Sentei na calçada chorando, com a calça legging rasgada no joelho. Levei um tombão ao tentar agarrá-la. Sangue no joelho esquerdo ralado, sangue na mão esquerda ralada. Mas o que doía mesmo era o coração. Eu nunca mais veria minha filhotinha. Ela poderia ser atropelada a qualquer momento. Muita gente tentou ajudar. Porteiros, três motoqueiros, gente que passava na rua. Uma vizinha se materializou na minha frente com o carro dela pra gente rodar o bairro.

40 minutos de desespero.

Voltamos para o prédio prontas a espalhar cartazes e fotos da minha pequena por redes sociais. E lá estava ela. No colo do porteiro. Na coleira do cachorrinho do vizinho, que a encontrou na rua e soltou o bichinho dele na direção dela. Como ele fez festinha, Charlotte se acalmou e o Luiz, meu vizinho, conseguiu colocar a coleira nela.

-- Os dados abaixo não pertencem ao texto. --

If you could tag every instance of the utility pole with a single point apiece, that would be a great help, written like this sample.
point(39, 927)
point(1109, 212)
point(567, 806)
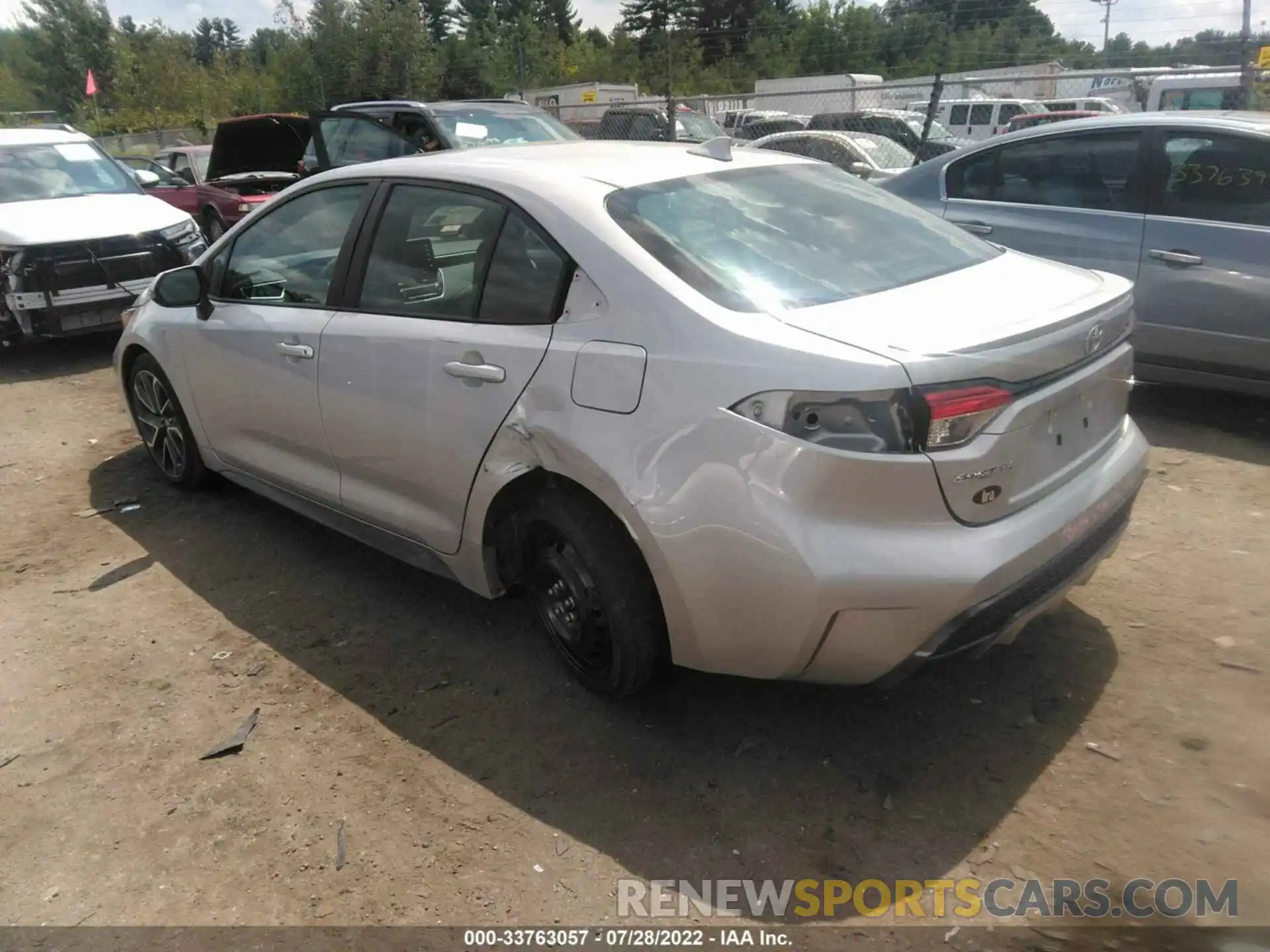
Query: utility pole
point(1107, 27)
point(937, 89)
point(1246, 58)
point(671, 132)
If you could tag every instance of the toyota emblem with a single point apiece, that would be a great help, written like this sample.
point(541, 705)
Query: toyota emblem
point(1094, 339)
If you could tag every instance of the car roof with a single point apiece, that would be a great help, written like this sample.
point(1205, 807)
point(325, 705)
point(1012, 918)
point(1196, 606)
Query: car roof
point(616, 163)
point(40, 138)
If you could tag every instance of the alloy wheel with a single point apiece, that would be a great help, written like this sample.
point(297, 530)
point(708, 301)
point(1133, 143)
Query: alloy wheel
point(159, 422)
point(571, 606)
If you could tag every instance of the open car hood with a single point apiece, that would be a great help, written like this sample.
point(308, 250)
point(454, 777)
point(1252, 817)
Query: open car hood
point(258, 143)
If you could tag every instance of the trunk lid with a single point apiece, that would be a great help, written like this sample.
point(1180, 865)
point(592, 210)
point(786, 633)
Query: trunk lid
point(258, 143)
point(1052, 334)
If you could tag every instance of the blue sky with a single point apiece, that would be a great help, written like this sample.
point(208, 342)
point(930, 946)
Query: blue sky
point(1154, 20)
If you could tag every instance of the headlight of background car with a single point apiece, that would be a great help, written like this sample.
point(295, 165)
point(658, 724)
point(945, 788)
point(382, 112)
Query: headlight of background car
point(187, 238)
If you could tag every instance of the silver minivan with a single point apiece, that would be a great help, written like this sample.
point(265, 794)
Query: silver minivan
point(1179, 204)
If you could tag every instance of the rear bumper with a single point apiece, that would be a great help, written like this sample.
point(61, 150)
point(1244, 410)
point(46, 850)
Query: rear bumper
point(999, 619)
point(839, 571)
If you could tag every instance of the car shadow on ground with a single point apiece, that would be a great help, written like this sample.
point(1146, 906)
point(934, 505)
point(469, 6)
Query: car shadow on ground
point(1230, 426)
point(45, 360)
point(710, 777)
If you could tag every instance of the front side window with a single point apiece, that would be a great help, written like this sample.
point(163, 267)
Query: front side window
point(351, 140)
point(31, 173)
point(288, 255)
point(1217, 178)
point(181, 165)
point(1066, 172)
point(789, 237)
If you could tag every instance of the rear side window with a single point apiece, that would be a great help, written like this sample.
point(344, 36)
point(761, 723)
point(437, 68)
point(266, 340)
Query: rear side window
point(1090, 172)
point(1217, 178)
point(981, 114)
point(526, 277)
point(429, 253)
point(789, 237)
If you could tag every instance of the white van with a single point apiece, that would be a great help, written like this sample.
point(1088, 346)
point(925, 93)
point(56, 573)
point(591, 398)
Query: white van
point(980, 118)
point(1095, 104)
point(1213, 91)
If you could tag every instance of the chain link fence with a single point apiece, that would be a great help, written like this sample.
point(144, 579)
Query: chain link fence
point(954, 108)
point(150, 143)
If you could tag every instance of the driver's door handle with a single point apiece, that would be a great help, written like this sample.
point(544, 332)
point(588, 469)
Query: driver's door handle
point(302, 350)
point(486, 372)
point(1175, 257)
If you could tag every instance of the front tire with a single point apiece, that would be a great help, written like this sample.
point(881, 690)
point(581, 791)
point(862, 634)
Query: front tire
point(595, 594)
point(163, 426)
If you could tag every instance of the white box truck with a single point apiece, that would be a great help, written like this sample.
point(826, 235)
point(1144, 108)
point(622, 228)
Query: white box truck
point(581, 100)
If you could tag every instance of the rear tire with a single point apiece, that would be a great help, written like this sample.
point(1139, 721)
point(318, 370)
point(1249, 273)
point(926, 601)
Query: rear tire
point(593, 593)
point(163, 426)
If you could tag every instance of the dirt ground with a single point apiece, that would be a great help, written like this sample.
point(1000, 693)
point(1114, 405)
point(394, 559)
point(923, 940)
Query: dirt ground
point(478, 785)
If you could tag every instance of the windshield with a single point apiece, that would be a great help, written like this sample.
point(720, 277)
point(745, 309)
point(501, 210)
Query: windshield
point(697, 126)
point(789, 237)
point(937, 131)
point(469, 126)
point(60, 171)
point(884, 153)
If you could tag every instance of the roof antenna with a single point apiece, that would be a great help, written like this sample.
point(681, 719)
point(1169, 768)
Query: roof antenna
point(718, 147)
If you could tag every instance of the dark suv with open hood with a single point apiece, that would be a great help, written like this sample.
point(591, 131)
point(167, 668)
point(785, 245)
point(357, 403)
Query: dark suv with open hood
point(385, 128)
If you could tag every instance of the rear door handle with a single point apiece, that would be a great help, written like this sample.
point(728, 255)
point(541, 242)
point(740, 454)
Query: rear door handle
point(486, 372)
point(302, 350)
point(1176, 257)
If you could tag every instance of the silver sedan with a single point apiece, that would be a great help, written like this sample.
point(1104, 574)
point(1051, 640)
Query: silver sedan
point(1176, 202)
point(728, 409)
point(864, 154)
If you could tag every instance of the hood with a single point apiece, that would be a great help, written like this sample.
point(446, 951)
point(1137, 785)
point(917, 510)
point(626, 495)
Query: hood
point(56, 220)
point(258, 143)
point(963, 325)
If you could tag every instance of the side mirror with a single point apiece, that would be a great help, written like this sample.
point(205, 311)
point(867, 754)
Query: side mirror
point(183, 287)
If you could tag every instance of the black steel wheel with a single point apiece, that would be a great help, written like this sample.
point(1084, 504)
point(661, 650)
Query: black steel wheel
point(161, 424)
point(595, 594)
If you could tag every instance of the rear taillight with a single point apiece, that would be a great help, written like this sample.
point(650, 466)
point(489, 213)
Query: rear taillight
point(958, 414)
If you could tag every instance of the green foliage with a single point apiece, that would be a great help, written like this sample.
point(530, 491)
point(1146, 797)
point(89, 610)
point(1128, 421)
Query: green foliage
point(153, 78)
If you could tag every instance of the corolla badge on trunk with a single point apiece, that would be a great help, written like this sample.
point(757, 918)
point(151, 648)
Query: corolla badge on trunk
point(1094, 339)
point(984, 474)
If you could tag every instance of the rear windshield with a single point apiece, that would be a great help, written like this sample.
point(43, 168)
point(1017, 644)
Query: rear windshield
point(789, 237)
point(470, 125)
point(695, 126)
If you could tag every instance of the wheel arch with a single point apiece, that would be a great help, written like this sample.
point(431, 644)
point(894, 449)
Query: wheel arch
point(511, 476)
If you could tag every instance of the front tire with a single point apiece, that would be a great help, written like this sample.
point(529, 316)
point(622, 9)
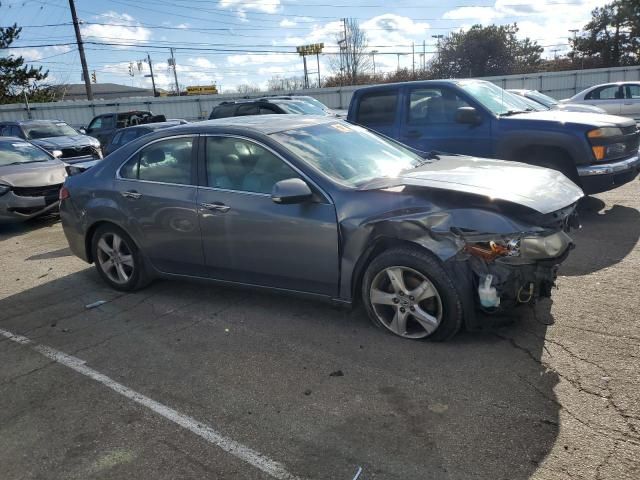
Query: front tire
point(407, 292)
point(117, 259)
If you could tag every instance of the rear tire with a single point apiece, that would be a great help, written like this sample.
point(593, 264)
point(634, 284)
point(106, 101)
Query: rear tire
point(407, 292)
point(117, 259)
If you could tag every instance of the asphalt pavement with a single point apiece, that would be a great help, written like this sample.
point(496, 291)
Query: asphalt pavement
point(191, 381)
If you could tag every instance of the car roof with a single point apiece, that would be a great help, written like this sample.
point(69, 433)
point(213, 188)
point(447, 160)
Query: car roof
point(265, 124)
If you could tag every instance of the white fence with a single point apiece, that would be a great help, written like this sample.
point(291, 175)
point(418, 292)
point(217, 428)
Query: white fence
point(80, 112)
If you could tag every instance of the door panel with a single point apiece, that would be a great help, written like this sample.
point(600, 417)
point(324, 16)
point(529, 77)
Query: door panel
point(248, 238)
point(158, 195)
point(429, 123)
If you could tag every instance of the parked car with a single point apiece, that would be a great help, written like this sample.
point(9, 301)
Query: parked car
point(622, 98)
point(598, 152)
point(104, 126)
point(315, 205)
point(265, 106)
point(553, 104)
point(30, 180)
point(126, 135)
point(55, 136)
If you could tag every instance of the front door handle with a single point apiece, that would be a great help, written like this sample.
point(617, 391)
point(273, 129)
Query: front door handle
point(132, 194)
point(220, 207)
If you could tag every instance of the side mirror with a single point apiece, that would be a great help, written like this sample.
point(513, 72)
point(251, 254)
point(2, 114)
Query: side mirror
point(291, 190)
point(468, 115)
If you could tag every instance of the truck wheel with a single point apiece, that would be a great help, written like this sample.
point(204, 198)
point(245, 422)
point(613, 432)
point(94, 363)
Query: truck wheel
point(407, 292)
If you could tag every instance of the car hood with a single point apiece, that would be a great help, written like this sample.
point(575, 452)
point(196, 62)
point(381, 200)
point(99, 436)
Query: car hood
point(578, 107)
point(36, 174)
point(537, 188)
point(65, 142)
point(577, 118)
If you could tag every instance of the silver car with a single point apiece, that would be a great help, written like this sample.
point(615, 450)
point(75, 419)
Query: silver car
point(30, 180)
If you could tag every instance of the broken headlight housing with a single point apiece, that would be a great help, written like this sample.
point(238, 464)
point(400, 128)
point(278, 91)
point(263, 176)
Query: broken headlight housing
point(526, 247)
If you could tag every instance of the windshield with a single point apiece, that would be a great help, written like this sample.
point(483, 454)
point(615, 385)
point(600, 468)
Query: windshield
point(299, 107)
point(347, 154)
point(45, 130)
point(13, 153)
point(494, 98)
point(546, 100)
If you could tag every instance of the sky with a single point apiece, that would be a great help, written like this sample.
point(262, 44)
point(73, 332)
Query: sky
point(235, 42)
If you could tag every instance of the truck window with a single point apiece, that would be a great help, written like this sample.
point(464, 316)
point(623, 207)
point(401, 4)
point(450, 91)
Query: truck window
point(377, 108)
point(434, 105)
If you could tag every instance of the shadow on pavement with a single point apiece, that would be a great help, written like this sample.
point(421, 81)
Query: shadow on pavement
point(481, 406)
point(606, 237)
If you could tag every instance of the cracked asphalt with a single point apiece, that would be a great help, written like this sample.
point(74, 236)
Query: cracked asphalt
point(554, 395)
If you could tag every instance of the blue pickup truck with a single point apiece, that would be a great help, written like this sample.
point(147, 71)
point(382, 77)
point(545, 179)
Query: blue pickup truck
point(473, 117)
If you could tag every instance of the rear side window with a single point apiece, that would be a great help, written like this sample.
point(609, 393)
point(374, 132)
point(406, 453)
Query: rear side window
point(167, 161)
point(377, 108)
point(223, 111)
point(605, 93)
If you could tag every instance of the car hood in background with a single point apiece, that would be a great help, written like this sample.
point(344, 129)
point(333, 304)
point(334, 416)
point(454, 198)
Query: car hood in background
point(50, 143)
point(587, 119)
point(35, 174)
point(578, 107)
point(540, 189)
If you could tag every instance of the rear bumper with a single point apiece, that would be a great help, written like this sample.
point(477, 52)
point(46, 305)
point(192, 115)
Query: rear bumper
point(600, 178)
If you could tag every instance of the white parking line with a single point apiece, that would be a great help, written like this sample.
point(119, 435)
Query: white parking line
point(246, 454)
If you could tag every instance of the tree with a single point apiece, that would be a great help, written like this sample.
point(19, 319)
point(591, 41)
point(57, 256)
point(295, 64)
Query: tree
point(612, 36)
point(354, 59)
point(15, 76)
point(483, 51)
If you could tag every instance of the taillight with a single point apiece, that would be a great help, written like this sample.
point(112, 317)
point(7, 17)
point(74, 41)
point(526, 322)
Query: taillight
point(64, 193)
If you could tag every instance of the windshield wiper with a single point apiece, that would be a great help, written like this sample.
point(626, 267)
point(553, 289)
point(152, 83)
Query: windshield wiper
point(513, 112)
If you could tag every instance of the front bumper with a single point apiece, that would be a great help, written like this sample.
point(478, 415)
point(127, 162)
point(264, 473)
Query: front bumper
point(606, 176)
point(14, 208)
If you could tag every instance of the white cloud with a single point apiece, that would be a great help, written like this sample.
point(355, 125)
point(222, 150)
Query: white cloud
point(286, 23)
point(546, 22)
point(266, 6)
point(117, 29)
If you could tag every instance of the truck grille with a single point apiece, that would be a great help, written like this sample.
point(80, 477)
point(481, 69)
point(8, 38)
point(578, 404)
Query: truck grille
point(79, 152)
point(49, 192)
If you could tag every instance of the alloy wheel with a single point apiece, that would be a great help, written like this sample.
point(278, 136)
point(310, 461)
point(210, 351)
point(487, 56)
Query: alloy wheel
point(406, 302)
point(115, 258)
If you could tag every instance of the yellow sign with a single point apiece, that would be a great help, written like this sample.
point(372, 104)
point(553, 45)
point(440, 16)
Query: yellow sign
point(312, 49)
point(202, 90)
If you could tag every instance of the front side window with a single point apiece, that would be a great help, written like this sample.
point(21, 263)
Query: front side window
point(633, 92)
point(434, 105)
point(348, 154)
point(377, 108)
point(166, 161)
point(241, 165)
point(604, 93)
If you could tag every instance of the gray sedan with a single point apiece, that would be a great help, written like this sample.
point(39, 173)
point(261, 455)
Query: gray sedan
point(30, 179)
point(320, 207)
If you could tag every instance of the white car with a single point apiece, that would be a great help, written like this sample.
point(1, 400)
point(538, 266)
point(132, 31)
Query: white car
point(622, 98)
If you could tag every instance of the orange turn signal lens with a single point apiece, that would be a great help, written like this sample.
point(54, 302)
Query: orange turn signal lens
point(598, 151)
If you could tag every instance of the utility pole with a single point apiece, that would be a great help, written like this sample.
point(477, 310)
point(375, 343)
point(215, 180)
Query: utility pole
point(83, 60)
point(153, 80)
point(175, 73)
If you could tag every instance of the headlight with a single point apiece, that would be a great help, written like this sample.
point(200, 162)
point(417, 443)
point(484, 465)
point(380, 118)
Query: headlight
point(605, 132)
point(544, 247)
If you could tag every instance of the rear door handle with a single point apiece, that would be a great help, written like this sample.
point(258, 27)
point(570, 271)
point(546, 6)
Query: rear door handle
point(220, 207)
point(131, 194)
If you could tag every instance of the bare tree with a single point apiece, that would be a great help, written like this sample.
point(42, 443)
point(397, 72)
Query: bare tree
point(354, 59)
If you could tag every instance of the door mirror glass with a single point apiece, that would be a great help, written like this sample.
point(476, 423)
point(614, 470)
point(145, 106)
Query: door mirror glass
point(468, 115)
point(291, 190)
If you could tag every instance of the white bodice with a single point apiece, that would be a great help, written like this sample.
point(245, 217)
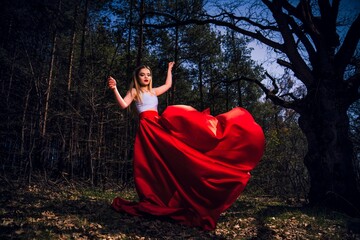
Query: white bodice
point(149, 102)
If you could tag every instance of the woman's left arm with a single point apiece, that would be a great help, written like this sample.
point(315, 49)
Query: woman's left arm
point(162, 89)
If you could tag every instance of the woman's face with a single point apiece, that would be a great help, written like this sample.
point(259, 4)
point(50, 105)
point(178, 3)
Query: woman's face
point(144, 77)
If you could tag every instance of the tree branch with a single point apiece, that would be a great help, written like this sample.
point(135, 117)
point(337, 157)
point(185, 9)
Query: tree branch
point(348, 47)
point(270, 94)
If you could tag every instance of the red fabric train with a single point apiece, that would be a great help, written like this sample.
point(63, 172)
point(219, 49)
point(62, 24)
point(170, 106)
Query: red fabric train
point(191, 166)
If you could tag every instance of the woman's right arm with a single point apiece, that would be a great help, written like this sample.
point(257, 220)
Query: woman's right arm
point(123, 102)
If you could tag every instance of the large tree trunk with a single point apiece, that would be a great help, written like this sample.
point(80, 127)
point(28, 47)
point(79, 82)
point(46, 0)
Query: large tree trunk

Chorei mais, mas dessa vez de alívio. Ganhei muitos lambeijos e abanadinhas de rabo, cabecinha batendo no meu peito como quem diz “mamaizínea, me desculpa, estou feliz de te ver!” Passamos as duas amuadas todo domingo, agarradinhas, eu com as lágrimas que não paravam de descer. Sim, já estava tudo bem. Mas fiquei imaginando o que sente quem perde alguém. Um filho. De não saber o paradeiro. De não saber se está vivo ou morto. Que dor terrível deve ser. Que dias infinitos de espera capazes de tornar a vida absolutamente cinza e de difícil compreensão…

Os sustos que o coração leva. Esse sem dúvida foi um dos maiores pra mim. O lado bom dessa “experiência” dramática é ver quanta gente sai ajudando sem nem pensar. Que age. Que se joga. Tem um instinto de proteção aí, nas situações em que vemos outra pessoa sofrendo. Tem uma bravura na alma de muitos, um acolhimento, uma generosidade, que ajuda a sempre lembrar: o mundo tem sua crueldade. Mas também tem gente boa demais.